Mezza Toscana è coperta dal manto bianco e in tanti sono rimasti al buio per i danni provocati dal maltempo alle linee elettriche. La notizia è arrivata da Enrico Rossi, presidente della Regione che, indignato per il troppo tempo necessario al ripristino della distribuzione di energia, ha scelto il suo profilo Facebook per tuonare contro l'Enel: «Paesi interi senza energia e al freddo: il vero disastro lo si è avuto a causa dell'Enel».
IL PRESIDENTE DELLA REGIONE INCOLPA L'ENEL. Il governatore ha annunciato di voler «mettere l'Enel in un angolo e costringerla a darci risposte». Eppure, ha spiegato l'Enel, un vero e proprio esercito è al lavoro giorno e notte per tentare di ripristinare la distribuzione di energia elettrica: quasi 600 tecnici aiutati da rinforzi di altre regioni. «Ma molte località in cui ci sono stati i guasti sono difficilmente raggiungibili. Ci sono aree», ha spiegato Debora Stefani, responsabile Enel per la distribuzione della rete elettrica Toscana e Umbria «dove è più difficile intervenire, dove è difficile accedere, frazioni servite da linee che passano da aree boschive e impervie».
PROVINCIA DI SIENA: 2.600 UTENTI AL BUIO. È il caso di molte località della provincia di Siena, dove sono più numerosi i casi di mancanza di energia elettrica: nel tardo pomeriggio di giovedì 2 febbraio ancora 2.600 utenti, anche se Enel ha assicurato che la cifra tende ad assottigliarsi di ora in ora.
Tutte le province dovrebbero essere così rialimentate, esclusa Siena dove circa 1.500 utenti sono destinati a rimanere privi di energia elettrica per tutta la notte.
36 ORE SENZA ENERGIA ELETTRICA. All'irritazione del sindaco si è unita quella del presidente della Provincia di Siena Simone Bezzini, secondo il quale «é inaccettabile che ancora oggi, dopo oltre 36 ore, ci siano paesi interi e migliaia di persone costrette in casa senza energia elettrica e al freddo». E Giuseppe Fanfani, sindaco di Arezzo, dove i disagi per la mancata erogazione di energia sono giunti alle porte della città, ha annunciato l'intenzione di non partecipare, in segno di protesta, all'inaugurazione del «Punto Enel» aretino.
Tutti contro l'Enel, dunque, e nella serata di giovedì 2 febbraio un confronto faccia a faccia promosso da Rossi che ha chiesto più investimenti per evitare il ripetersi di blackout di simile entità e per rendere più efficienti le linee.
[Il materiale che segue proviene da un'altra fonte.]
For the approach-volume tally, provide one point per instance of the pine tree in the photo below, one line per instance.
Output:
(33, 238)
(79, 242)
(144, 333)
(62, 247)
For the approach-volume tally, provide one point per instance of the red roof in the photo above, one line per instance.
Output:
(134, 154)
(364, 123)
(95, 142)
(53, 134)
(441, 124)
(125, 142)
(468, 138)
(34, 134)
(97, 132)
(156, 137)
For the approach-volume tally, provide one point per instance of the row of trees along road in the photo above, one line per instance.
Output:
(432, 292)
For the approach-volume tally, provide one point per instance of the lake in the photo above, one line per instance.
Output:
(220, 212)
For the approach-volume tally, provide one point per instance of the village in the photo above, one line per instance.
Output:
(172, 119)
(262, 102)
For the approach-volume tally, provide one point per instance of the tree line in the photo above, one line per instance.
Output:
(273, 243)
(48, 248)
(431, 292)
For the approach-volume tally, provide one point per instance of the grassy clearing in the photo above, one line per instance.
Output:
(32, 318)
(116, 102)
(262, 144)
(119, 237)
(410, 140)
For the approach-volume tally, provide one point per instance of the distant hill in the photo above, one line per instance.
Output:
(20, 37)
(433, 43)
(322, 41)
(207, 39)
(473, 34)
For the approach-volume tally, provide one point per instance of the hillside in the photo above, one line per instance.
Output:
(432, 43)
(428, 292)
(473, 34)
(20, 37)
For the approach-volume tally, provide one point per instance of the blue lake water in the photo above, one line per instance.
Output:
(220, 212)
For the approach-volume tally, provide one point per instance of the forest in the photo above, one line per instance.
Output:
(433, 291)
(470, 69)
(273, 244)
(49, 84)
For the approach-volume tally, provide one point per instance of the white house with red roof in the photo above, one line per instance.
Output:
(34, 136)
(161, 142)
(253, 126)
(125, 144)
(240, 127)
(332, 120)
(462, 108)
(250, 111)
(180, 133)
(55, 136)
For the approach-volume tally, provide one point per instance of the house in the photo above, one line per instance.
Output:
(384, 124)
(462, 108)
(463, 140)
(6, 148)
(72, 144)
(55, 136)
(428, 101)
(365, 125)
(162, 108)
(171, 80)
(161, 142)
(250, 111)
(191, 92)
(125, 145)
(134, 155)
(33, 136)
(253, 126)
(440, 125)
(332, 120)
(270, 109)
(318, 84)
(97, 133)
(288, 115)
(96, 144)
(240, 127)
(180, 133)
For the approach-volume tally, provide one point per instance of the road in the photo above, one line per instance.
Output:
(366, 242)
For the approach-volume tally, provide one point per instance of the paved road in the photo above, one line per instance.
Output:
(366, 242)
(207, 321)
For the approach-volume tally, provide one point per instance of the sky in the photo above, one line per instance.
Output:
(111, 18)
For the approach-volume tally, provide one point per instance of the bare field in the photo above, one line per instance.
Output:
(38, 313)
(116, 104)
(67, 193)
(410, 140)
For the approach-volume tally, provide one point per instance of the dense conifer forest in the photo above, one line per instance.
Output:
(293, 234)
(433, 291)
Ma le linee non sono vecchie, ha replicato l'Enel, e molti danni sono stati causati dagli alberi caduti sotto il peso della neve sui cavi.
Il governatore, tuttavia non demorde ed è deciso a tenere sotto tiro tutto il settore dei servizi pubblici: «Se ci blocchiamo con dieci centimetri di neve ad uscirne male è l'efficienza complessiva del sistema Toscana». Poi ha ricordato: «L'anno scorso ho sbattuto qualche pugno sul tavolo, ho alzato la voce, ho anche fatto qualche denuncia alla Procura e qualche risultato c'é stato».